- Born: Israel
- Education: Shenkar College of Engineering and Design

= Noa Raviv =

Israeli fashion designer (born 1987)

Noa Raviv (נועה רביב; born 1987) is an Israeli fashion designer known for her use of grid patterns and employment of 3D printing in her work. She attended Shenkar College of Engineering and Design, graduating in 2014. She collaborated with the tech printing firm Stratasys on two pieces which were exhibited in 2016 in the exhibition Manus X Machina at the Anna Wintour Costume Center in New York City at the Metropolitan Museum of Art. Raviv's work has been as described as manifesting the aesthetic phenomenon of
hypertexture.

== Work ==
Raviv's 2014 Hard Copy collection, was based on computer glitches and focused on the value of original objects in our current age. The project was included in the "Manus x Machina: Fashion in an Age of Technology" exhibit at the Metropolitan Museum of Art. In a 2014 article published in Motherboard magazine, Raviv was quoted as saying "The garments, even though there are a lot of things that are digital inside them, at the end they are made through very traditional means."

In the initial design process, Raviv encountered errors within some of her CAD models.

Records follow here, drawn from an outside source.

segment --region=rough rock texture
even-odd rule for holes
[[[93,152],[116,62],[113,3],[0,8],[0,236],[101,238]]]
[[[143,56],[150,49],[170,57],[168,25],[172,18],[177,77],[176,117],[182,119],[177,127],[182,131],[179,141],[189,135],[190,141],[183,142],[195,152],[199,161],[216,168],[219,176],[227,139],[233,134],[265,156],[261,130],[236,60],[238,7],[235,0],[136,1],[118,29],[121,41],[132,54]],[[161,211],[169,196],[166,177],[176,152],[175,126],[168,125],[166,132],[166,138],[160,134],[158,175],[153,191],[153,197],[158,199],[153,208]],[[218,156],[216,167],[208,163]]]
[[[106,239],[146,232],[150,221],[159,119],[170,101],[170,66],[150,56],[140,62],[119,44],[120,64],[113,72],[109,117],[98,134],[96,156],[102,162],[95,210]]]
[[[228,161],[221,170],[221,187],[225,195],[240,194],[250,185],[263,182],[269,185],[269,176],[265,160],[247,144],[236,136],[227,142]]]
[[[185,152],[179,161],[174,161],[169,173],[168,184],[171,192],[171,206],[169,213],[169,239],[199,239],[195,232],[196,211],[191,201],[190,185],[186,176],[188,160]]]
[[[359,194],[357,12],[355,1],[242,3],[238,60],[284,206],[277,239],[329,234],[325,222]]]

In 2015, she used these glitches to produce and installation version of the project for OOPs, an exhibition at Hansen House-Jerusalem.

Hard Copy was her graduate collection at Shenkar College of Engineering and Design.

In her following collection, in Fall 2017, Raviv included items beyond digitally created works, including those garments which Emily Farra, writing in Vogue, described as "painstakingly hand-stitched."